Contre toute attente, Andry Rajoelina, président de la transition à Madagascar, qui avait renoncé à se présenter à la présidentielle, a finalement décidé d’être candidat au scrutin qui se tiendra en juillet.

Il est finalement revenu sur sa promesse. Andry Rajoelina qui avait renoncé à se présenter à la présidentielle de juillet est candidat au scrutin. Un coup de théâtre dont personne ne s’attendait. C’est lorsque la Cour électorale spéciale a dévoilé ce vendredi la liste officielle des 41 candidats à la présidentielle que l’on a découvert qu’elle contenait également le nom du chef de la transition. La Cour, elle, justifie « la candidature de M. Andry Nirina Rajoelina par le principe de la liberté de tout citoyen de se porter candidat à toutes les élections afin de permettre à tout un chacun de choisir librement celui ou celle qui dirigera leur destinée, pour instaurer un climat d’apaisement permettant de tenir des élections justes, crédibles et acceptées par tous. »

Il y a encore quelques mois, Andry Rajoelina et son prédecesseur Marc Ravalomanana, exilé en Afrique du Sud, avaient décidé tous deux de renoncer à la présidentielle afin d’apaiser les tensions politiques dans le pays dues également à leurs querelles. Le président de la transition qui a mené un coup d’Etat contre l’ex-chef d’Etat malgache en mars 2003, plongeant le pays dans une grave crise économique ne l’a jamais autorisé à rentrer dans son pays comme il en avait fait la demande.

De surprise en surprise

Marc Ravalomanana lui ne s’est pas présenté au scrutin, mais c’est son épouse Lalao Ravalomanana qui se porte candidate. Elle est donc autorisée à conduire la mouvance de son mari même si le code électoral ne l’autorise légalement pas à se présenter, en raison de son retour tardif d’Afrique du Sud, qui va à l’encontre de l’obligation de tout candidat d’avoir résidé au moins six mois avant le scrutin à Madagascar.

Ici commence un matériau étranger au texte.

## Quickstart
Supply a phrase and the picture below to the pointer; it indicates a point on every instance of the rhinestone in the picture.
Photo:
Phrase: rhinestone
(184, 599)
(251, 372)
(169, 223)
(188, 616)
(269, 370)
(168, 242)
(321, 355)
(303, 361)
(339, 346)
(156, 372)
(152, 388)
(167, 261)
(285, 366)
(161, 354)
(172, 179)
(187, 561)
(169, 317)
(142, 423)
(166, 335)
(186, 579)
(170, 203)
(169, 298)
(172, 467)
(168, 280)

Contre toute attente, l’ex-chef d’Etat malgache Didier Ratsiraka est lui aussi parmi les candidats à la présidentielle. A 76 ans, il pense qu’il peut encore apporter quelque chose à son pays. L’ancien dirigeant avait dirigé la Grande île entre 1975 et 1993 et entre 1997 et 2002. Selon lui, « il n’est pas interdit de vaticiner à 76 ans. C’est le lot des vieux schnocks. Je pense que je peux apporter encore quelques services à ce pays. Lors de ce dialogue malgacho-malgache, j’apporterai humblement une, deux, peut-être trois solutions que j’estime pérennes, efficaces, durables, démocratiques, consensuelles pour sortir le pays de cette crise qui n’a que trop duré », a-t-il déclaré à RFI. Une crise dont lui et ses prédécesseurs portent une part de responsabilité.